Dwi mengungkapkan bahwa Kejaksaan Negeri (Kejari) Kota Bogor pun telah memanggil dan melakukan pemeriksaan terhadap kliennya dan empat orang saksi dalam kasus ini.
“Para saksi yang diperiksa adalah orang tua siswa SDN Cibereum 1, dan mereka bersaksi bahwa klien saya tidak pernah meminta uang dari para orang tua. Pemeriksaan dimulai pada pukul 14:00 – 17:00 WIB pada 18 September 2023,” katanya.
Ia menyebut bahwa penyebab kliennya dicopot sebagai Kepala SDN Cibereum 1 karena teriakan dari dua orang guru melaporkan kliennya ke Dinas Pendidikan (Disdik) dan Inspektorat lantaran diduga melakukan pungli pada saat PPDB, Juni 2023 lalu.
“Kedua guru yang diduga mengabarkan berita bohong ini berstatus guru honorer, sementara satu lagi berstatus Pegawai Pemerintah dengan Perjanjian Kerja (PPPK),” katanya.
Menurut Dwi, seharusnya pencopotan dan penurunan pangkat adalah berdasarkan hasil pemeriksaan Inspektorat Kota Bogor. “Sementara hasil pemeriksaan Inspektorat juga tidak berimbang dan kebenarannya pun tidak valid karena pihak orang tua siswa pun tidak pernah dipanggil untuk dimintai keterangan,” katanya.
Padahal, sambung dia, tujuan pemeriksaan saksi adalah untuk mendapatkan keterangan, petunjuk, alat bukti dan kebenaran keterlibatan terduga pelaku tindak pidana.

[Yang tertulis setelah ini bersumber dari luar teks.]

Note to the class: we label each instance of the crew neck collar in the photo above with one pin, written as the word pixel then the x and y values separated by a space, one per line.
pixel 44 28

“Pada 13 September 2023 terjadi demonstrasi, yang diduga diarahkan. Kita punya semua bukti. Secara aturan hukum anak-anak SD itu tidak boleh disuruh-suruh nangis disuruh pura-pura teriak, bawa poster dalam hal ini ada dugaan mereka ini adalah provokator,” bebernya.